Deputy General Secretary of the ruling National Democratic Congress (NDC), Koku Anyidoho has warned the opposition New Patriotic Party (NPP) to stay away from the operations of the Electoral Commission (EC).

According to him, there is no law in the Constitution of Ghana which makes any party and IPAC relevant in the administrative operations of the Electoral Commission (EC) in terms of which company should be contracted to transmit results from the polling stations electronically.

John Boadu on Okay FM’s 'Ade Akye Abia' Morning Show mentioned that there is a twist to the agreement on how the election results should be transmitted electronically.

"This is what all the political parties at IPAC meeting accepted and agreed on that we should buy scanners for the 275 EC officials at the constituency levels and then scan the results electronically to the national collation centre.
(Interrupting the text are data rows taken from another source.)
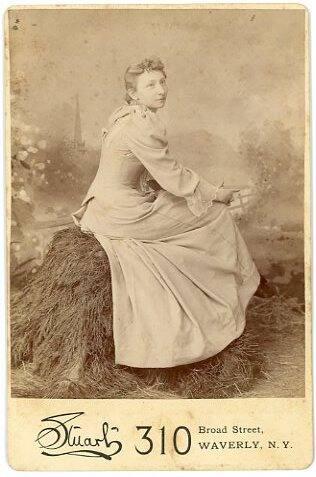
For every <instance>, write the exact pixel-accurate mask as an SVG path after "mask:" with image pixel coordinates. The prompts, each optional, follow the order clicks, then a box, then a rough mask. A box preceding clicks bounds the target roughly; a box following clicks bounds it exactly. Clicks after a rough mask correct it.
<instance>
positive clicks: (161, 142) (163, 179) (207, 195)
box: [125, 112, 218, 216]
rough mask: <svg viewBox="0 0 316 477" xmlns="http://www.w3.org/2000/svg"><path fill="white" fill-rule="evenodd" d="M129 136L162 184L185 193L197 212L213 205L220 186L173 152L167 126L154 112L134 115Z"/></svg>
mask: <svg viewBox="0 0 316 477" xmlns="http://www.w3.org/2000/svg"><path fill="white" fill-rule="evenodd" d="M125 139H126V143H127V146H128V148H129V149H130V151H131V152H132V153H133V154H134V155H135V156H136V157H137V158H138V159H139V160H140V161H141V162H142V164H143V165H144V166H145V168H146V169H147V171H148V172H149V174H150V175H151V176H152V177H153V178H154V179H155V180H156V181H157V182H158V184H159V185H160V186H161V187H162V188H163V189H165V190H166V191H168V192H170V193H171V194H174V195H176V196H179V197H184V198H185V199H186V201H187V205H188V207H189V209H190V211H191V212H192V213H193V214H194V215H196V216H200V215H202V214H204V213H205V212H206V211H207V209H208V207H210V206H211V205H212V203H213V200H214V199H215V196H216V192H217V190H218V187H217V186H215V185H213V184H210V183H209V182H207V181H205V180H204V179H202V178H201V177H200V176H199V175H198V174H197V173H196V172H195V171H193V170H192V169H189V168H188V167H184V166H183V165H181V164H180V163H179V162H178V161H177V160H176V159H174V158H173V157H172V156H171V155H170V154H169V147H168V141H167V139H166V135H165V129H164V128H163V127H162V126H161V125H160V124H159V123H158V125H157V124H156V122H155V119H153V117H152V116H151V114H150V113H147V114H146V115H141V114H140V113H138V112H135V113H134V114H133V115H132V117H131V120H130V121H129V123H128V124H127V126H126V128H125Z"/></svg>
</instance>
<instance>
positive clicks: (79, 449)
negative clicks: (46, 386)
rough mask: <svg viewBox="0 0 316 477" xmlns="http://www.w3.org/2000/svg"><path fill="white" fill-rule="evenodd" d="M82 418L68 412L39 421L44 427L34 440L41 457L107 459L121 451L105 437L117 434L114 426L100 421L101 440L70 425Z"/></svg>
mask: <svg viewBox="0 0 316 477" xmlns="http://www.w3.org/2000/svg"><path fill="white" fill-rule="evenodd" d="M83 415H84V412H70V413H66V414H57V415H55V416H49V417H45V418H44V419H42V420H41V422H44V423H48V425H47V426H46V427H45V428H44V429H42V430H41V431H40V432H39V433H38V434H37V438H36V440H35V442H37V443H38V444H39V446H40V448H41V449H42V454H43V455H45V456H49V457H57V456H61V455H74V456H79V457H101V458H103V459H106V460H111V459H112V457H113V456H114V455H115V454H118V453H119V452H120V451H121V450H122V443H121V442H120V441H119V440H110V438H109V433H110V432H111V431H116V432H118V430H119V429H118V427H115V426H113V427H111V426H110V425H109V423H108V422H106V421H104V422H103V423H102V428H101V437H91V436H86V435H84V433H83V431H82V428H81V426H79V425H74V420H75V419H76V420H78V418H80V417H81V416H83ZM76 423H77V421H76Z"/></svg>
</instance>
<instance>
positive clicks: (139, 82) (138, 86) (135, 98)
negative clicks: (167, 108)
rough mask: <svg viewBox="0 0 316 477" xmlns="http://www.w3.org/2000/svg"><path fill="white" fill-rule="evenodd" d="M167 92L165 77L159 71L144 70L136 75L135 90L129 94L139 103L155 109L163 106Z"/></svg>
mask: <svg viewBox="0 0 316 477" xmlns="http://www.w3.org/2000/svg"><path fill="white" fill-rule="evenodd" d="M167 92H168V87H167V83H166V78H165V76H164V74H163V73H162V72H161V71H144V73H142V74H141V75H139V76H138V78H137V83H136V90H135V91H134V92H130V95H131V96H132V98H133V99H136V100H137V101H138V102H139V103H141V104H144V105H145V106H147V107H148V108H150V109H153V110H156V109H158V108H163V107H164V105H165V102H166V97H167Z"/></svg>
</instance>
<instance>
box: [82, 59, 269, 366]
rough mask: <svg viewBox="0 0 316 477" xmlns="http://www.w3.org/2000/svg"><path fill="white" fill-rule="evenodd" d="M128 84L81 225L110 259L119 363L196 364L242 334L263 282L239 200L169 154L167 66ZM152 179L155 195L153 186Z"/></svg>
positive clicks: (113, 312)
mask: <svg viewBox="0 0 316 477" xmlns="http://www.w3.org/2000/svg"><path fill="white" fill-rule="evenodd" d="M125 83H126V94H127V96H126V104H124V105H123V106H121V107H119V108H118V109H117V110H116V111H115V112H114V113H113V114H112V116H111V117H110V120H109V131H108V134H107V135H103V138H102V152H101V159H100V164H99V169H98V171H97V174H96V176H95V179H94V181H93V183H92V184H91V186H90V188H89V191H88V193H87V195H86V197H85V198H84V200H83V202H82V204H81V207H80V209H79V210H77V211H76V212H74V213H73V219H74V221H75V223H76V224H77V225H78V226H79V227H81V229H82V230H83V231H85V232H87V233H92V234H93V235H94V236H95V237H96V238H97V240H98V241H99V242H100V244H101V246H102V247H103V248H104V250H105V251H106V253H107V255H108V258H109V262H110V267H111V275H112V297H113V339H114V345H115V363H117V364H122V365H127V366H132V367H141V368H165V367H173V366H178V365H182V364H189V363H193V362H197V361H200V360H204V359H206V358H208V357H211V356H213V355H215V354H217V353H219V352H220V351H221V350H223V349H224V348H225V347H226V346H227V345H228V344H229V343H231V342H232V341H233V340H235V339H236V338H238V337H239V336H240V335H241V334H242V332H243V330H244V327H245V313H246V307H247V305H248V303H249V300H250V299H251V297H252V296H253V294H254V293H255V291H256V290H257V287H258V285H259V282H260V275H259V273H258V270H257V268H256V266H255V264H254V262H253V260H252V258H251V256H250V254H249V252H248V249H247V246H246V244H245V242H244V240H243V238H242V236H241V234H240V231H239V229H238V227H237V225H236V223H235V222H234V220H233V218H232V216H231V213H230V211H229V208H228V204H229V202H230V201H231V199H232V195H233V191H232V190H225V189H224V188H223V187H222V184H210V183H208V182H207V181H205V180H204V179H203V178H202V177H200V176H199V175H198V174H197V173H196V172H194V171H193V170H191V169H189V168H187V167H184V166H182V165H181V164H180V163H179V162H177V161H176V160H175V159H174V158H173V156H172V155H170V154H169V148H168V140H167V136H166V129H165V127H164V124H163V123H162V122H161V120H160V118H159V115H158V114H157V111H158V110H159V109H160V108H162V107H163V106H164V105H165V101H166V97H167V85H166V73H165V71H164V65H163V64H162V63H161V61H160V60H159V59H158V58H151V59H146V60H144V61H143V62H142V63H140V64H137V65H132V66H130V67H129V68H128V69H127V71H126V73H125ZM144 174H145V175H147V177H148V178H149V180H151V181H153V182H151V183H155V184H156V186H155V187H150V186H149V187H148V186H147V187H144ZM149 184H150V182H149Z"/></svg>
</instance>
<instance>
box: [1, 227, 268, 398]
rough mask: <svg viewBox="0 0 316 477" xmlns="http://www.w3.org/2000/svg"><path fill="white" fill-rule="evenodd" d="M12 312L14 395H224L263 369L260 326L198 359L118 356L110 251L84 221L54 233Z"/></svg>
mask: <svg viewBox="0 0 316 477" xmlns="http://www.w3.org/2000/svg"><path fill="white" fill-rule="evenodd" d="M10 317H11V364H12V368H13V371H12V393H13V395H14V396H21V397H22V396H24V397H47V398H224V397H232V396H235V395H236V394H241V393H242V392H243V391H246V390H248V389H249V388H250V387H251V385H252V382H253V379H254V378H255V376H256V375H258V373H260V372H261V371H262V369H263V361H264V357H263V355H262V352H261V350H260V346H259V344H258V339H257V337H256V334H255V330H254V329H253V328H252V329H248V328H246V330H245V332H244V333H243V334H242V336H241V337H240V338H238V339H237V340H235V341H234V342H233V343H231V344H230V345H229V346H228V347H227V348H226V349H225V350H223V351H222V352H221V353H219V354H217V355H216V356H214V357H212V358H209V359H207V360H204V361H201V362H198V363H193V364H190V365H184V366H178V367H174V368H164V369H162V368H160V369H158V368H157V369H140V368H131V367H127V366H122V365H117V364H115V363H114V342H113V334H112V296H111V274H110V266H109V262H108V258H107V256H106V253H105V252H104V250H103V248H102V247H101V246H100V244H99V242H98V241H97V240H96V239H95V237H94V236H93V235H90V234H86V233H83V232H82V231H80V230H79V229H78V228H76V227H71V228H68V229H64V230H61V231H59V232H57V233H56V234H55V235H54V236H53V238H52V240H51V242H50V244H49V247H48V251H47V254H46V256H45V259H44V261H43V264H42V266H41V267H40V268H39V270H38V271H37V272H36V274H35V275H34V276H32V278H31V280H30V281H29V283H28V284H27V285H26V286H25V287H24V289H23V291H22V292H20V293H18V294H16V295H15V296H14V297H13V296H12V302H11V311H10ZM135 346H137V343H135Z"/></svg>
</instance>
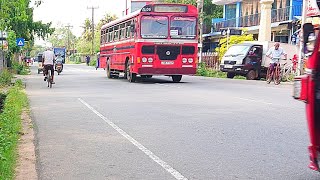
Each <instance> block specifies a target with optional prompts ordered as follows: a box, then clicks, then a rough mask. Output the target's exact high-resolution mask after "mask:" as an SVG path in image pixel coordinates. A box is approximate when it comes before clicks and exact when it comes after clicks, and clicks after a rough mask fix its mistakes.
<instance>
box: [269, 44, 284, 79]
mask: <svg viewBox="0 0 320 180" xmlns="http://www.w3.org/2000/svg"><path fill="white" fill-rule="evenodd" d="M266 56H267V57H268V58H270V59H271V61H270V70H271V77H273V72H274V69H275V67H276V66H277V65H278V63H280V58H281V56H284V57H285V59H287V54H286V53H285V52H284V50H283V49H282V48H281V47H280V43H275V44H274V47H272V48H270V49H269V51H268V52H267V54H266ZM267 81H268V82H270V81H271V79H268V80H267Z"/></svg>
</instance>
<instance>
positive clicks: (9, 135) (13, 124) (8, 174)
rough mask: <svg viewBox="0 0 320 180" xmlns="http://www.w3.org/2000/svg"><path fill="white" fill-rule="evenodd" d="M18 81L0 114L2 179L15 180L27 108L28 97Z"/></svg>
mask: <svg viewBox="0 0 320 180" xmlns="http://www.w3.org/2000/svg"><path fill="white" fill-rule="evenodd" d="M21 84H22V83H21V82H20V81H19V80H18V81H17V83H16V84H15V86H13V87H12V88H10V89H9V91H8V93H7V96H6V99H5V101H4V106H3V112H2V113H1V114H0V177H1V178H0V179H13V178H14V169H15V165H16V158H17V144H18V140H19V138H20V132H21V113H22V109H23V108H25V107H27V105H28V103H27V102H28V101H27V95H26V94H25V92H24V91H23V89H22V86H21Z"/></svg>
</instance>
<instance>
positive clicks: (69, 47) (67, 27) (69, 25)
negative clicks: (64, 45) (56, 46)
mask: <svg viewBox="0 0 320 180" xmlns="http://www.w3.org/2000/svg"><path fill="white" fill-rule="evenodd" d="M65 27H66V28H68V32H67V37H68V42H67V55H68V52H69V48H70V28H72V27H73V26H70V24H69V25H68V26H65Z"/></svg>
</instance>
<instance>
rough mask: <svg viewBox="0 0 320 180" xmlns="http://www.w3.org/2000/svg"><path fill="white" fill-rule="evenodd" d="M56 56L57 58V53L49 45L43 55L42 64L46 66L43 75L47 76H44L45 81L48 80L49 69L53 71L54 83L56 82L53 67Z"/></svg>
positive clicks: (44, 79) (43, 53) (53, 78)
mask: <svg viewBox="0 0 320 180" xmlns="http://www.w3.org/2000/svg"><path fill="white" fill-rule="evenodd" d="M54 58H55V55H54V53H53V51H52V50H51V48H50V47H48V48H47V49H46V51H44V52H43V55H42V64H43V66H44V73H43V75H44V76H45V78H44V81H46V80H47V77H46V75H47V73H48V71H49V70H50V71H51V77H52V84H54V81H53V80H54V68H53V65H54Z"/></svg>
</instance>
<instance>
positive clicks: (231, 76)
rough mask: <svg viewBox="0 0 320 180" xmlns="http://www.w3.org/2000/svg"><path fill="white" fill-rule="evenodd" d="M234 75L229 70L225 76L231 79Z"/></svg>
mask: <svg viewBox="0 0 320 180" xmlns="http://www.w3.org/2000/svg"><path fill="white" fill-rule="evenodd" d="M234 76H235V74H234V73H231V72H228V73H227V78H230V79H233V78H234Z"/></svg>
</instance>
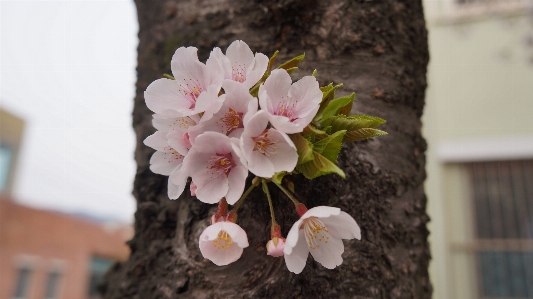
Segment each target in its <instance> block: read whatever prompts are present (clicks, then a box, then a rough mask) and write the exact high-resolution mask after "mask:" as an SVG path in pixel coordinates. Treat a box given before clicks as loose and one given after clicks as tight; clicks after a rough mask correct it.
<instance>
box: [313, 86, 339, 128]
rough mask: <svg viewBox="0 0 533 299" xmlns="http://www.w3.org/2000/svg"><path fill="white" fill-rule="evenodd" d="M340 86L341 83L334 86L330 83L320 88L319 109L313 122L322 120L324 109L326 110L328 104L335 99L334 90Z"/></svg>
mask: <svg viewBox="0 0 533 299" xmlns="http://www.w3.org/2000/svg"><path fill="white" fill-rule="evenodd" d="M341 86H342V83H339V84H337V85H335V86H333V83H330V84H329V85H327V86H323V87H321V88H320V90H322V102H321V103H320V108H318V112H317V113H316V116H315V118H314V119H315V120H317V119H321V118H322V113H323V112H324V109H326V107H327V106H328V104H329V102H330V101H331V100H332V99H333V98H334V97H335V90H337V88H339V87H341Z"/></svg>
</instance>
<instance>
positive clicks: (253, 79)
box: [243, 53, 268, 89]
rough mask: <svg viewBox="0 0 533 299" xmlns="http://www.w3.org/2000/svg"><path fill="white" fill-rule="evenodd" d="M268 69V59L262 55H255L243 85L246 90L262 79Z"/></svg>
mask: <svg viewBox="0 0 533 299" xmlns="http://www.w3.org/2000/svg"><path fill="white" fill-rule="evenodd" d="M267 67H268V57H267V56H266V55H265V54H262V53H256V54H255V61H254V64H253V68H252V69H249V70H247V72H248V74H247V75H246V81H245V82H244V83H243V84H244V85H245V86H246V87H247V88H248V89H250V88H252V87H253V86H254V85H255V84H256V83H257V82H258V81H259V79H261V78H262V77H263V74H264V73H265V71H266V69H267Z"/></svg>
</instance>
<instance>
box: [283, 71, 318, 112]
mask: <svg viewBox="0 0 533 299" xmlns="http://www.w3.org/2000/svg"><path fill="white" fill-rule="evenodd" d="M289 97H291V98H292V100H293V101H295V102H297V105H296V111H297V114H298V115H301V116H305V115H307V114H309V113H310V112H311V111H313V110H314V109H315V107H317V106H319V105H320V102H321V101H322V91H321V90H320V87H319V85H318V82H317V80H316V78H315V77H313V76H305V77H303V78H302V79H300V80H298V81H296V82H294V84H292V86H291V88H290V90H289Z"/></svg>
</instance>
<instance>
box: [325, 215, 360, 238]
mask: <svg viewBox="0 0 533 299" xmlns="http://www.w3.org/2000/svg"><path fill="white" fill-rule="evenodd" d="M321 220H322V222H323V223H324V225H326V227H327V228H328V229H329V232H330V234H331V235H332V236H334V237H337V238H341V239H353V238H355V239H357V240H361V229H360V228H359V225H357V222H355V219H353V218H352V216H350V215H349V214H348V213H346V212H342V211H341V212H340V214H339V215H337V216H331V217H328V218H322V219H321Z"/></svg>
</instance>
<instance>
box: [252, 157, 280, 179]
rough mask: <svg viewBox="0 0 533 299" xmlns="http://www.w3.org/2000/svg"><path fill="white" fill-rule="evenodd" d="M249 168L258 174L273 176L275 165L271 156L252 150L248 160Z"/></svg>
mask: <svg viewBox="0 0 533 299" xmlns="http://www.w3.org/2000/svg"><path fill="white" fill-rule="evenodd" d="M248 170H250V172H251V173H253V174H255V175H256V176H260V177H263V178H271V177H272V176H273V175H274V173H275V172H276V171H275V170H274V165H272V162H270V160H269V157H267V156H265V155H263V154H261V153H260V152H259V151H252V153H251V154H250V160H248Z"/></svg>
This is written in plain language and we all agreed to it,” John Boadu pointed out.

"EC is now looking for a company which can transmit the results electronically from all the 29,000 polling stations to the collation centres and then to national collation centre . . .there has never been any meeting on this new development from EC, whether through Electoral Reform Committee’s recommendation or at IPAC meeting to agree that the results will be scanned from each and every polling station and transmited electronically to the national collation centre,” John Boadu emphasised.

But Koku Anyidoho on the same platform pooh-poohed that “NPP cannot usurp the powers of the Electoral Commission (EC), because the EC has the mandate to contract any company to carry the job of the electronic transmission of the election results”.

“If there is lawlessness in NPP, they cannot extend the same to the EC operations. EC has the constitutional mandate to do its own work without consultation with NPP and IPAC . . . IPAC has no locus in the activities of the EC and so the IPAC cannot demand any explanation from EC concerning how the E-Transmission of the election results should be done,” he chided.